- Born: July 11, 1907 Atlanta, Georgia
- Died: December 4, 1988 (aged 81)
- Education: Georgia Institute of Technology University of Illinois Penn State
- Known for: Foundation of Georgia Tech's School of Ceramic Engineering
- Scientific career
- Workplaces: Georgia Institute of Technology

= Lane Mitchell =

American ceramic engineer (1907–1988)

Lane Mitchell (July 11, 1907 in Atlanta, Georgia - December 4, 1988) was an American ceramic engineer at the Georgia Institute of Technology and the head (and founder) of the Department of Ceramic Engineering there, now known as Georgia Tech's School of Materials Science and Engineering.

==Education==
Born in Atlanta on July 11, 1907, Mitchell attended the Georgia Institute of Technology (1925-1929), receiving his Bachelor of Science in 1929. He then attended the University of Illinois (1929-1931) for a Master of Science. He then attended Rutgers University from 1931 to 1932, but transferred to Emory University.

==Career==
While attending Emory, Mitchell was an English instructor at Boy's High in Atlanta from 1932-1934. He was then employed from 1934 to 1936 as Assistant State of Georgia Geologist and participated in a geological survey of Georgia.

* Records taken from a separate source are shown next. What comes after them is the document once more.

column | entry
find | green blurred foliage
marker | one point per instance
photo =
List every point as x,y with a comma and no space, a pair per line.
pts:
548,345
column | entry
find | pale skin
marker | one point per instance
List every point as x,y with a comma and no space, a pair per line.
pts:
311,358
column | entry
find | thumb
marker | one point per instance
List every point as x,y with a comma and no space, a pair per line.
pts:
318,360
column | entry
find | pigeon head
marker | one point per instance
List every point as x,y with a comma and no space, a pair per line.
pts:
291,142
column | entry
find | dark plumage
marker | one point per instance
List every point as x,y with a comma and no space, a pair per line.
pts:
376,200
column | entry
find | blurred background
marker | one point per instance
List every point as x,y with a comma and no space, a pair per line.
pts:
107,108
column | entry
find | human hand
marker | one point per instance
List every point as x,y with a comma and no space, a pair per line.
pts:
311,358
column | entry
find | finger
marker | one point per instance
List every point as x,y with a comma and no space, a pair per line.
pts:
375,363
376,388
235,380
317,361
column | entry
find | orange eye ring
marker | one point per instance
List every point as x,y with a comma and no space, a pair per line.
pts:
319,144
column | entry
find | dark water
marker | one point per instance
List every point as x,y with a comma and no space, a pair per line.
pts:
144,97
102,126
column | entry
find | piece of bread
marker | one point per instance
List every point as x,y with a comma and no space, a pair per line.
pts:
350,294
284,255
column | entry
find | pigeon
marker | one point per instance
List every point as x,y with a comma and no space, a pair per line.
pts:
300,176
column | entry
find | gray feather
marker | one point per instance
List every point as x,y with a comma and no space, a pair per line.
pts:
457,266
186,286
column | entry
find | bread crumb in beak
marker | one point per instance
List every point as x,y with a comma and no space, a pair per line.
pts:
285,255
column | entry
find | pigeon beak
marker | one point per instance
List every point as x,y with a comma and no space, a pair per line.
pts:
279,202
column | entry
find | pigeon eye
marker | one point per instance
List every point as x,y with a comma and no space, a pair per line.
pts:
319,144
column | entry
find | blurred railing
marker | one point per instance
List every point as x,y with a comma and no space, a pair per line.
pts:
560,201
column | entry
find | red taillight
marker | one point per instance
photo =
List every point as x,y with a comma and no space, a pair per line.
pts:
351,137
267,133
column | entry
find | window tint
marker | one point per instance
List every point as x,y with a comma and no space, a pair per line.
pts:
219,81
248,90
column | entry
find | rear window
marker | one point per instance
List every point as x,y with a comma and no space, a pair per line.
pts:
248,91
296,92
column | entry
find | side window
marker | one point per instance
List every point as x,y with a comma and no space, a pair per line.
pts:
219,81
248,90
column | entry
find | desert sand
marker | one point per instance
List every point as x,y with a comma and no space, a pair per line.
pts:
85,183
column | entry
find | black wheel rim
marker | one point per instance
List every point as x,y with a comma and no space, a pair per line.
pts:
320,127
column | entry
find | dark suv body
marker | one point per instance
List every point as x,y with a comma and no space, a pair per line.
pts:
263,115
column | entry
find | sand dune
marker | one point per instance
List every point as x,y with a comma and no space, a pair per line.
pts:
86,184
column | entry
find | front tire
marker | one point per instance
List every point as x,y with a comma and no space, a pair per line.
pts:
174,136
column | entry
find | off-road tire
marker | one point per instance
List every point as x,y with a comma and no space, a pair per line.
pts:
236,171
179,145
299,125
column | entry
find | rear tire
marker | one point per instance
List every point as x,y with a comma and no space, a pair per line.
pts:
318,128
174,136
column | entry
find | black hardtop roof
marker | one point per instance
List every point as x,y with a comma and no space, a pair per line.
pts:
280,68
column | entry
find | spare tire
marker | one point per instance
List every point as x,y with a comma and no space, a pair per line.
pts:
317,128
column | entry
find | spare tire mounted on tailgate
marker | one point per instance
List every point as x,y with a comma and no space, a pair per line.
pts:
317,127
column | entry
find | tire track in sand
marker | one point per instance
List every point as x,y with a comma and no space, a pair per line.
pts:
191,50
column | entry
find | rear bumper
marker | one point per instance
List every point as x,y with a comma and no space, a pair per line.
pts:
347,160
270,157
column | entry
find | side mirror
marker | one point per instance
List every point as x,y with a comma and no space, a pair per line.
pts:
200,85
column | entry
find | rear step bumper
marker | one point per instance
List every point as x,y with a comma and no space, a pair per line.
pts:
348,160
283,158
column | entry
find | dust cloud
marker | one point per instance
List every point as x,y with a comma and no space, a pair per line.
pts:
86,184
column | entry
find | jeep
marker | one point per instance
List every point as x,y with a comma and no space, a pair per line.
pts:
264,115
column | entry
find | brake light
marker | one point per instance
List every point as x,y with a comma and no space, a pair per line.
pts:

In 1936, Mitchell was appointed as an assistant professor at his alma mater, the Georgia Institute of Technology. He was then an associate professor from 1938 to 1941. From 1940 to 1941, Michell attended Penn State and received his Ph.D. in 1941.

From 1941 to 1949, Mitchell was Professor and Head of the Department of Ceramic Engineering; the only difficulty being that the ceramic engineering department (as led by W. Harry Vaughan) had been disbanded due to World War II. Through his work, he rebuilt the program and it was renamed the School of Ceramic Engineering. Mitchell would remain director of the school until his retirement from Georgia Tech on June 30, 1973.